Closed Shudouken closed 6 years ago
It's likely that low floating number precision optimization is applied to texture indexing coordinates as well, which could mess up the samplings completely. Ideally I would like the optimization applied only to NNEDI3 convolution kernels (which is in full single float precision without the pragma), but the optionNV
pragma is a all-or-nothing deal.
Unfortunately with desktop OpenGL there is no working precision qualifier to specify precision for convolution kernels. A quick Google search shows that a recent OpenGL extension (AMD_gpu_shader_half_float
) might be useful but it's AMD only ATM.
For now I think I will just remove the optimization flag for nvidia card.
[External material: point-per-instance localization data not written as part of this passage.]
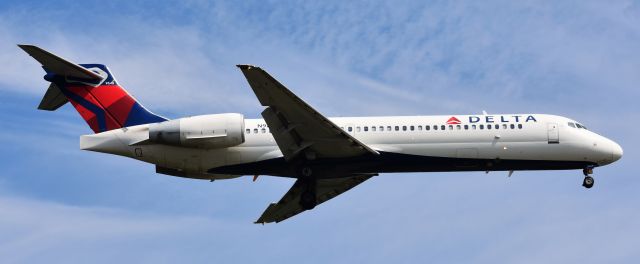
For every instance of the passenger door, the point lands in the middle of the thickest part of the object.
(553, 133)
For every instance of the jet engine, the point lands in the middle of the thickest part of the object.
(203, 131)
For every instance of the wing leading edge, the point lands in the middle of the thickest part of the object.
(303, 134)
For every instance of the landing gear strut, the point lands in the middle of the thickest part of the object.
(308, 199)
(588, 180)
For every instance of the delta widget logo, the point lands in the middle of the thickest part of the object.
(453, 121)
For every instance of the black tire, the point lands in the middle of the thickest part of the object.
(308, 200)
(588, 182)
(306, 172)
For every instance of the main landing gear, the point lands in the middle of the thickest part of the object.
(588, 180)
(308, 199)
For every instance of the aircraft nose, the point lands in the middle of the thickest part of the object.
(616, 152)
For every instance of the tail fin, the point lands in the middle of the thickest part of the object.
(92, 90)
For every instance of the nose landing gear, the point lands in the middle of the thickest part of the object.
(588, 180)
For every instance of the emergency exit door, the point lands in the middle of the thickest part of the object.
(553, 133)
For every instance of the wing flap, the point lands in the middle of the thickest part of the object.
(297, 127)
(327, 189)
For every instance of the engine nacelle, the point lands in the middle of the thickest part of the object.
(204, 131)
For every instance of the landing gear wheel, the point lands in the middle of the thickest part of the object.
(308, 200)
(588, 182)
(306, 171)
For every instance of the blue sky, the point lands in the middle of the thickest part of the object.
(574, 58)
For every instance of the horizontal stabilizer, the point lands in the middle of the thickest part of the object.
(53, 99)
(60, 66)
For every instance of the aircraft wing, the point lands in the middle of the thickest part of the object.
(297, 128)
(289, 205)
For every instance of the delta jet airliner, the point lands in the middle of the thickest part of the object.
(326, 156)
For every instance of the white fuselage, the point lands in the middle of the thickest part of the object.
(408, 143)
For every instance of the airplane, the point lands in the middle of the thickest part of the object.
(326, 156)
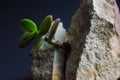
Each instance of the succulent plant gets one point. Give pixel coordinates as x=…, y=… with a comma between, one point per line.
x=31, y=32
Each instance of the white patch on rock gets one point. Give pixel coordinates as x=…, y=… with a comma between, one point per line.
x=104, y=10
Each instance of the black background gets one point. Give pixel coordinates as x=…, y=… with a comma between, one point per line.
x=14, y=61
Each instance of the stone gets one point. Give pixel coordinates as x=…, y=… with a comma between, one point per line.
x=42, y=63
x=94, y=36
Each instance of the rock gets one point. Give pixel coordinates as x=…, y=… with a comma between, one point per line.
x=42, y=64
x=94, y=36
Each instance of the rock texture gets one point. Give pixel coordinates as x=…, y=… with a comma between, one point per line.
x=94, y=37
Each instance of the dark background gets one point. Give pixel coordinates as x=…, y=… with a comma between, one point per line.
x=14, y=61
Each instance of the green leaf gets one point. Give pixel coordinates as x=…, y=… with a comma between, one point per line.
x=36, y=46
x=26, y=38
x=28, y=25
x=53, y=29
x=45, y=25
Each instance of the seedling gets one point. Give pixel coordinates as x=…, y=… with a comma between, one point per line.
x=31, y=32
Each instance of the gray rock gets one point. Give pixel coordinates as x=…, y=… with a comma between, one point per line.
x=94, y=36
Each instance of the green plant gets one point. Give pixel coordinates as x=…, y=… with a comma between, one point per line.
x=31, y=32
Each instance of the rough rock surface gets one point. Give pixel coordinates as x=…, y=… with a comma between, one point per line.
x=42, y=63
x=94, y=37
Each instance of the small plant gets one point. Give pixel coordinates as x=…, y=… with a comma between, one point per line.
x=31, y=32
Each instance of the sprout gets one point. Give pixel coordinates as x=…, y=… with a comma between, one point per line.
x=36, y=46
x=53, y=29
x=25, y=39
x=31, y=32
x=28, y=25
x=45, y=25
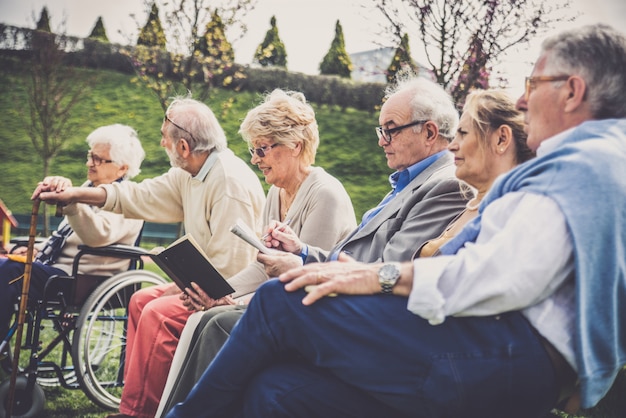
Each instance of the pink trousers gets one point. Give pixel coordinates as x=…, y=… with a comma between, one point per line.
x=154, y=326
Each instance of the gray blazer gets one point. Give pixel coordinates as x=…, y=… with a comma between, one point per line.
x=417, y=214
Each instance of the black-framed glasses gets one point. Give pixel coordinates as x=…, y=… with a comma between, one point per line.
x=262, y=151
x=531, y=82
x=387, y=134
x=166, y=118
x=97, y=161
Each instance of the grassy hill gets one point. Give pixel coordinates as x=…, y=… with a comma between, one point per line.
x=348, y=147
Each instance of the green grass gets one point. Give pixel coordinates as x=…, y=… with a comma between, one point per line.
x=348, y=147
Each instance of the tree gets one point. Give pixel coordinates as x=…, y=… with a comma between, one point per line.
x=337, y=61
x=474, y=74
x=185, y=65
x=43, y=24
x=213, y=44
x=448, y=28
x=401, y=60
x=152, y=34
x=53, y=92
x=271, y=52
x=98, y=33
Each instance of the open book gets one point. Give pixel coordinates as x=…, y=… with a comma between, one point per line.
x=184, y=261
x=245, y=233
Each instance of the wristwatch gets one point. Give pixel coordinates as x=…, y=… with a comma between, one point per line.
x=388, y=275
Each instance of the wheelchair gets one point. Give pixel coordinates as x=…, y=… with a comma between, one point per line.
x=84, y=317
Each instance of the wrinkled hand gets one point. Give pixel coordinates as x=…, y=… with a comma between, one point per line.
x=23, y=250
x=196, y=299
x=281, y=237
x=278, y=263
x=171, y=290
x=332, y=278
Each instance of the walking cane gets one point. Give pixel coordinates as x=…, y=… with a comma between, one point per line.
x=22, y=311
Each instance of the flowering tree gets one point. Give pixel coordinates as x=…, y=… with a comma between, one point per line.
x=468, y=36
x=401, y=59
x=189, y=61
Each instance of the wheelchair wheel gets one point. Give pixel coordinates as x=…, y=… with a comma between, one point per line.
x=100, y=336
x=26, y=405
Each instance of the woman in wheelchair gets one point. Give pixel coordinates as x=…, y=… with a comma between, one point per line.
x=115, y=154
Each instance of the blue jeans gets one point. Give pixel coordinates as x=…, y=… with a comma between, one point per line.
x=370, y=353
x=9, y=293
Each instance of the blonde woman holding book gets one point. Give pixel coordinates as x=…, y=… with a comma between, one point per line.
x=283, y=138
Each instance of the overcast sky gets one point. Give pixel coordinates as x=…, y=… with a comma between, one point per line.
x=305, y=26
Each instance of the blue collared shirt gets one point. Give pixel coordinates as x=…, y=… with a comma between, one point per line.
x=399, y=180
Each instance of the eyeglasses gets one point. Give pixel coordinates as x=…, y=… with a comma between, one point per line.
x=166, y=118
x=532, y=81
x=97, y=161
x=387, y=134
x=262, y=151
@bjin You could try making it a compute shader (even if you don't use shared memory, just add //!COMPUTE 8 8
or so); that would then allow you to do the indexing calculations entirely with integers, texelFetch and gl_GlobalInvocationID
@haasn Good idea. (#11 for reference purpose).
Turns out compute shader doesn't solve the problem. To actually address the issue, one need to dump and read the GLSL assembly in nvidia's proprietary format, to understand which actually happened. Considering it's an obsolete optimization flag with limited docs, I think I'm fine without it.
Turns out that both AMD_gpu_shader_half_float
and NV_gpu_shader5
provides support of float16_t
. There are also functions to pack and unpack two float from an int32 (packFloat2x16
and unpackFloat2x16
). On the other hand, there is also a standardized type qualifier precise
from ARB_gpu_shader5
which could help us workaround the texture coordinate issue, but it's less relevant compare to direct half float support.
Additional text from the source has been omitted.